Why are American cars seemingly less reliable than Japanese cars? - wslh
https://www.quora.com/Why-are-American-cars-seemingly-less-reliable-than-Japanese-cars?share=1
======
internaut
I have great admiration for Toyota.

I suspect there are two related reasons:

The first is marginal improvements. Here's a quote from the New Yorker
article.

Toyota implements a million new ideas a year, and most of them come from
ordinary workers. (Japanese companies get a hundred times as many suggestions
from their workers as U.S. companies do.) Most of these ideas are small—making
parts on a shelf easier to reach, say—and not all of them work. But
cumulatively, every day, Toyota knows a little more, and does things a little
better, than it did the day before.

This sounds like to me, an example of Linus's Law: many eyes make all bugs
shallow. To put it prosaically, the fuck-up rate will be lower because the gap
between expectations and reality is closer.

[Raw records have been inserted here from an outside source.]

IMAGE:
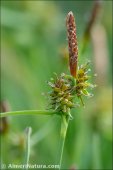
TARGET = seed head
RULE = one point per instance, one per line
(72, 43)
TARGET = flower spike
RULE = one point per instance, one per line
(72, 43)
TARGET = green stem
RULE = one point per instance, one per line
(27, 112)
(27, 148)
(64, 126)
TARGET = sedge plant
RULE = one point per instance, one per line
(65, 89)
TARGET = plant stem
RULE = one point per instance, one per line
(26, 112)
(27, 148)
(64, 126)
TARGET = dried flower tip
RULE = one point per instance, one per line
(72, 43)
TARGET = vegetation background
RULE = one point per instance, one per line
(33, 47)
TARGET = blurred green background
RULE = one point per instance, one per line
(33, 47)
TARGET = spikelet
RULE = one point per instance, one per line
(72, 43)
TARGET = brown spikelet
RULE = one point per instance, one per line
(72, 43)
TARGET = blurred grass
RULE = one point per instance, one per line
(33, 37)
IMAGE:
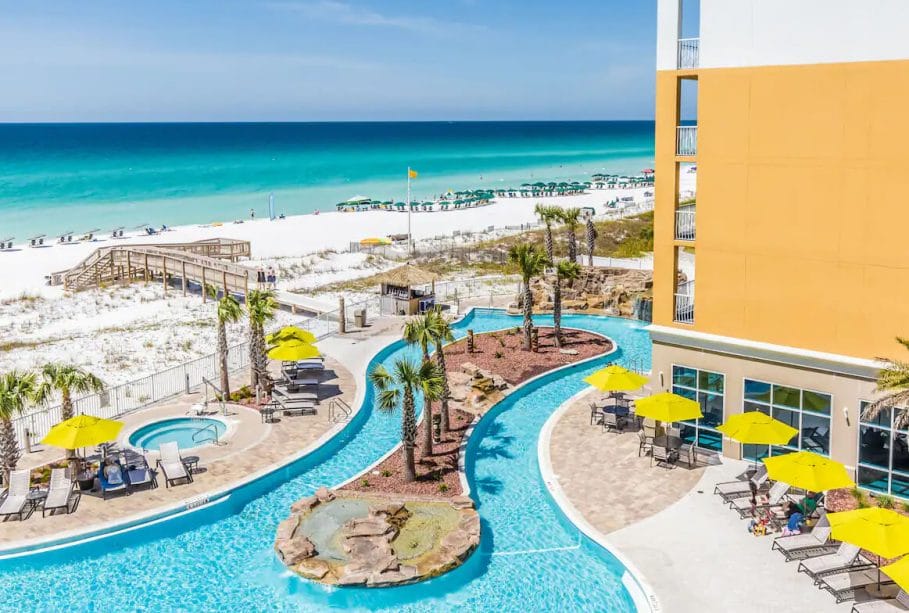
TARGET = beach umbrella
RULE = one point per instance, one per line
(808, 471)
(293, 351)
(290, 333)
(82, 431)
(667, 407)
(615, 378)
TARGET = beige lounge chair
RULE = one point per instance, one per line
(172, 466)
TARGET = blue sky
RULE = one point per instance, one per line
(224, 60)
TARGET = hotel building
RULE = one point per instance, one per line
(779, 284)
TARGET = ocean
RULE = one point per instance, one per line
(57, 178)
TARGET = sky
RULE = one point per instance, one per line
(326, 60)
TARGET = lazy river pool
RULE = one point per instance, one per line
(220, 557)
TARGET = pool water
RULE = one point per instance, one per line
(187, 432)
(531, 558)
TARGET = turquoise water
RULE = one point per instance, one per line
(221, 558)
(187, 432)
(77, 177)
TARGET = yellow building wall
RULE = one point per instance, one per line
(802, 208)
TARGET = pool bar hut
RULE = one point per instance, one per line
(403, 290)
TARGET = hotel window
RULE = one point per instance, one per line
(805, 410)
(707, 389)
(883, 455)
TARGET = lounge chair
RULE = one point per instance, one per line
(16, 498)
(843, 586)
(108, 487)
(891, 605)
(812, 543)
(172, 466)
(774, 497)
(728, 490)
(846, 557)
(61, 494)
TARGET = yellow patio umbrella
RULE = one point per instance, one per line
(667, 407)
(615, 378)
(756, 428)
(82, 431)
(293, 351)
(808, 471)
(290, 333)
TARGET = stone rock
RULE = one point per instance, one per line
(293, 551)
(287, 528)
(304, 505)
(324, 494)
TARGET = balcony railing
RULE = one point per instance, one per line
(689, 52)
(686, 142)
(684, 224)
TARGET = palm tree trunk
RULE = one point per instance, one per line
(446, 390)
(408, 435)
(557, 311)
(528, 314)
(9, 448)
(222, 357)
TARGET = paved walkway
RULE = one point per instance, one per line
(694, 551)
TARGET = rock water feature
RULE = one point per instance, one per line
(348, 539)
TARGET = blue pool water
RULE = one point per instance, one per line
(221, 557)
(187, 432)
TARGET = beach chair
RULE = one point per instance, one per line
(16, 499)
(172, 466)
(843, 586)
(890, 605)
(727, 490)
(800, 546)
(774, 497)
(846, 558)
(60, 494)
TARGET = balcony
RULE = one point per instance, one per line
(689, 53)
(684, 303)
(686, 141)
(684, 224)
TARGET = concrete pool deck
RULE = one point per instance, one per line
(693, 550)
(254, 446)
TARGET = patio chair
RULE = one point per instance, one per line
(172, 466)
(664, 456)
(60, 494)
(800, 546)
(890, 605)
(727, 490)
(843, 586)
(16, 495)
(846, 558)
(774, 497)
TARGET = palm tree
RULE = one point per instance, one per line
(591, 239)
(400, 389)
(564, 270)
(17, 389)
(229, 312)
(531, 263)
(442, 334)
(422, 331)
(261, 307)
(570, 218)
(893, 382)
(548, 215)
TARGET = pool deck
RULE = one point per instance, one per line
(694, 551)
(252, 448)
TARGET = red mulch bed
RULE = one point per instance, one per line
(516, 365)
(432, 472)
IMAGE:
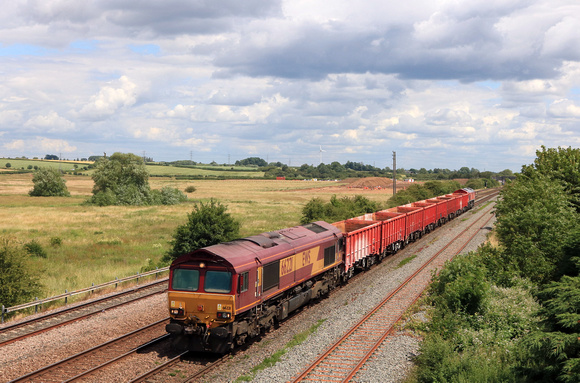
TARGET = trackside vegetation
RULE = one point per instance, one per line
(511, 313)
(18, 282)
(208, 224)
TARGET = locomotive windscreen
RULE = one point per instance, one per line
(218, 281)
(185, 279)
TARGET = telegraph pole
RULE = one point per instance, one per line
(394, 173)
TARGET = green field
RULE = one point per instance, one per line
(98, 244)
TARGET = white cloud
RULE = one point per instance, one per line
(41, 144)
(564, 108)
(50, 123)
(110, 99)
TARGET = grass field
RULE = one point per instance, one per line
(98, 244)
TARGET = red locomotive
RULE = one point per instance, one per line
(221, 295)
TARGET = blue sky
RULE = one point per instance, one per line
(445, 84)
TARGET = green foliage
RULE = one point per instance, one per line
(561, 164)
(252, 161)
(475, 326)
(208, 224)
(35, 249)
(337, 209)
(481, 183)
(534, 217)
(553, 352)
(55, 241)
(48, 182)
(168, 196)
(121, 179)
(461, 287)
(18, 284)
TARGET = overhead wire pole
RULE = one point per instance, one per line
(394, 173)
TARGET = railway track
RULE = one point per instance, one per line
(87, 364)
(345, 358)
(32, 326)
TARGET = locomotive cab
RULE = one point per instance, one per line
(202, 303)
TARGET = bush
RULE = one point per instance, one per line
(55, 241)
(121, 179)
(337, 209)
(48, 182)
(18, 284)
(168, 196)
(34, 248)
(208, 224)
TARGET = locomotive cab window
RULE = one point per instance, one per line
(271, 275)
(185, 279)
(243, 282)
(218, 281)
(329, 255)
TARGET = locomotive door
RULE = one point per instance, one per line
(258, 279)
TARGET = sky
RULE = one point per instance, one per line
(444, 84)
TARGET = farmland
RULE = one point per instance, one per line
(90, 244)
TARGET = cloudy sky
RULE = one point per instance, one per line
(445, 84)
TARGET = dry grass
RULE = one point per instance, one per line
(101, 243)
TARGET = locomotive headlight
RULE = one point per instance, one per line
(178, 312)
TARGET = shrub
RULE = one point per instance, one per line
(337, 209)
(208, 224)
(168, 196)
(18, 284)
(55, 241)
(48, 182)
(34, 248)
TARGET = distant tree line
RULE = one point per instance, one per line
(336, 170)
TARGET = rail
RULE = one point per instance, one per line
(39, 302)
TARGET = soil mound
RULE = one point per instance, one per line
(371, 183)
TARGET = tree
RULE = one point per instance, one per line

The second part is with respect to automation. I suspect one of Toyota's
secrets is to deliberately introduce redundant workers into processes that are
normally fully automated.

This comes out of an observation from the father of economics; that men and
women observing a system intimately will gradually conceive of ideas to
improve it. A robot or AI cannot do this. They could probably do it if an AGI
solved the frame problem but to date that is science fiction.

The net affect of this is that Toyota is smarter than GM on reliability. Of
course in a world with rapidly rising salaries Toyota's reliability may lose
out over flashier innovations. For now though, it is the King.